The main parameters of rectifier diodes
To correct low-frequency alternating currents, that is, to convert alternating current into direct or pulsating, they serve rectifier diodes, whose principle is based on the one-sided electrical conductivity of the p-n-junction. Diodes of this type are used in multipliers, rectifiers, detectors, etc.
Flat or point junction rectifier diodes are manufactured, and the direct junction area can be from tenths of a square millimeter to units of square centimeters, depending on the current rating for a given half period rectified diode.
The current-voltage characteristic (CVC) of a semiconductor diode has a forward and reverse branch. The straight branch of the I — V characteristic practically shows the relationship between the current through the diode and the forward voltage drop in it, their interdependence.
The reverse branch of the I — V characteristic reflects the behavior of the diode when a voltage of reverse polarity is applied to it, where the current through the junction is very small and practically does not depend on the voltage applied to the diode until the limit is reached, where electrical breakdown of junction and the diode fails.
Maximum Diode Reverse Voltage — Vr
The first and main characteristic of a rectifier is the maximum allowable reverse voltage. This is the voltage, applying it to the diode in the opposite direction, it will still be possible to confidently say that the diode will withstand it and that this fact will not negatively affect the further operation of the diode. But if this voltage is exceeded, then there is no guarantee that the diode will not break.
This parameter is different for different diodes, it is in the range from tens of volts to several thousand volts. For example, for the popular rectifier 1n4007, the maximum DC reverse voltage is 1000V, and for the 1n4001, it is only 50V.
Average Diode Current — If
The diode rectifies current, so the next most important characteristic of a rectifier diode will be the average diode current—the average value of the rectified DC current flowing through the pn junction over the period. For rectifier diodes, this parameter can vary from hundreds of milliamps to hundreds of amperes.
For example, for a 2D204A rectifier, the maximum forward current is only 0.4A, and for an 80EBU04 - as much as 80A. If the average current turns out to be greater than the value indicated in the documentation for a long time, then there is no guarantee that the diode will survive.
Maximum Diode Pulse Current — Ifsm (single pulse) and Ifrm (repetitive pulses)
The maximum pulse current of a diode is the peak current value that a given rectifier can withstand only for a certain time, which is indicated in the documentation along with this parameter. For example, a 10A10 diode is able to withstand a single current pulse of 600A with a duration of 8.3 ms.
As for the repetitive pulses, their current should be such that the average current is within the permissible range. For example, the 80EBU04 diode will withstand repetitive square pulses with a frequency of 20 kHz even if their maximum current is 160A, but the average current should remain no more than 80A.
Average diode reverse current — Ir (leakage current)
The diode's average reverse current indicates the period average current through the junction in the reverse direction.
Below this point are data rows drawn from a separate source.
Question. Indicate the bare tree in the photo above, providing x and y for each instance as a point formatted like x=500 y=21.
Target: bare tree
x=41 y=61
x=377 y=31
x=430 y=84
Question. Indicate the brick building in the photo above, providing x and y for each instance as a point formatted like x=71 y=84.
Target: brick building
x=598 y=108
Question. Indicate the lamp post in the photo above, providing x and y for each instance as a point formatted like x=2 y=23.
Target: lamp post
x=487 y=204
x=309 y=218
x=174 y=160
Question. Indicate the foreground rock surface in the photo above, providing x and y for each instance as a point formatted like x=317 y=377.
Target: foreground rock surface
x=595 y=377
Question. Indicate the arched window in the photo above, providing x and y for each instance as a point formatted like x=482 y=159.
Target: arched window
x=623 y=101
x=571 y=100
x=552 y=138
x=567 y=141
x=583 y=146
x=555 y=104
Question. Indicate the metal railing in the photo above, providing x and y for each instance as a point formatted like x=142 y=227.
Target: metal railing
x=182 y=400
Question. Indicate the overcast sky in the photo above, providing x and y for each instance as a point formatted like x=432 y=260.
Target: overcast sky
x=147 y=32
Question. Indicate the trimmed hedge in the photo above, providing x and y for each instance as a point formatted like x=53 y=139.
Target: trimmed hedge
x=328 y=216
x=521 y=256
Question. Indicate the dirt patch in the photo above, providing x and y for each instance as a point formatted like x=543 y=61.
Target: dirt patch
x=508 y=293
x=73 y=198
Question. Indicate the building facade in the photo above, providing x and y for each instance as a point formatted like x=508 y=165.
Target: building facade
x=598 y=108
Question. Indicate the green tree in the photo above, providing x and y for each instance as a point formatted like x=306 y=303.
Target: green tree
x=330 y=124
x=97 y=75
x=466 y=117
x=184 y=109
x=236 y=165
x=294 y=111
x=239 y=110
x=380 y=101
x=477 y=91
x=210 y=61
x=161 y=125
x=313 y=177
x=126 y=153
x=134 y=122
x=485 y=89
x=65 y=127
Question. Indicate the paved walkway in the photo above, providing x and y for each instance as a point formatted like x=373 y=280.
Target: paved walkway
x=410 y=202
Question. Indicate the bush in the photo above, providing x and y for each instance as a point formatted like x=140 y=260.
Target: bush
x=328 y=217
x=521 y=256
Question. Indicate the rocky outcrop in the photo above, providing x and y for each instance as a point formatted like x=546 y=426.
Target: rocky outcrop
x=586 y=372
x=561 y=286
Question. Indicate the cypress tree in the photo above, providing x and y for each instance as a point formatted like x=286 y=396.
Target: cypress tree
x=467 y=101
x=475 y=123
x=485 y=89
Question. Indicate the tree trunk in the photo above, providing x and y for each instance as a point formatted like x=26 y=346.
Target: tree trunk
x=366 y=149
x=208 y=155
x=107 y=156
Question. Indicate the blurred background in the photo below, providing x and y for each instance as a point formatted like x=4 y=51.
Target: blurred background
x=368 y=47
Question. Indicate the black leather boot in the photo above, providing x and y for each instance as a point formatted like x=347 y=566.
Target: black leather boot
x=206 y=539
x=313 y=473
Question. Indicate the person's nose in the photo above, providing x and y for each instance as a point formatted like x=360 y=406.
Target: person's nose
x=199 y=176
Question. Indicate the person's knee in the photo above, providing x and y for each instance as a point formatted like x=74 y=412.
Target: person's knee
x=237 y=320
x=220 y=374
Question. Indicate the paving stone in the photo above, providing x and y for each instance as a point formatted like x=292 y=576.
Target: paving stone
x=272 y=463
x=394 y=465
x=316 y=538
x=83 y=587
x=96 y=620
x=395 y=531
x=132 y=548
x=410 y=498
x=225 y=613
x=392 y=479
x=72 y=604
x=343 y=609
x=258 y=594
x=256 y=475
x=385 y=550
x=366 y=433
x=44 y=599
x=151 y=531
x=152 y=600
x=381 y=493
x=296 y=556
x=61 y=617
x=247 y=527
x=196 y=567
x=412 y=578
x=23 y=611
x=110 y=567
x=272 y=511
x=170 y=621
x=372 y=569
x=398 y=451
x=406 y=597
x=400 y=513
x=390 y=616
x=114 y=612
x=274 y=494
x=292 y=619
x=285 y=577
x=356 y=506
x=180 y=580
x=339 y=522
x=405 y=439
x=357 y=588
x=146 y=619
Usually this value is less than a microamp, with a maximum of milliamps. For 1n4007, for example, the average reverse current does not exceed 5μA at a junction temperature of + 25 ° C and does not exceed 50 μA at a junction temperature of + 100 ° C.
Average diode forward voltage — Vf (junction voltage drop)
Average diode voltage at a given average current. This is the voltage that is applied directly to the p-n junction of the diode when a direct current of the value specified in the documentation passes through it. Usually no more than fractions, maximum — units of volts.
For example, the documentation for the EM516 diode gives a forward voltage of 1.2V for a current of 10A and 1.0V for a current of 2A. As you can see, the resistance of the diode is non-linear.
Diode differential resistance
The diode's differential resistance expresses the ratio of the voltage rise across the diode's pn-junction to the small current rise across the junction that caused that rise.Typically from fractions of an ohm to tens of ohms. It can be calculated from voltage drop versus forward current plots.
For example, for an 80EBU04 diode, an increase in current of 1A (from 1 to 2A) gives an increase of 0.08 V in the voltage drop across the junction. Therefore, the differential resistance of the diode in this range of currents is 0.08 / 1 = 0.08 Ohm.
Average power dissipation of a Pd diode
The average power dissipated by the diode is the average power dissipated by the body of the diode over the period when current flows through it in forward and reverse directions. This value depends on the design of the diode housing and can vary from hundreds of milliwatts to tens of watts.
For example, for the KD203A diode, the average power dissipated by the case is 20 W, this diode can even be installed, if necessary, on a heat sink to remove heat.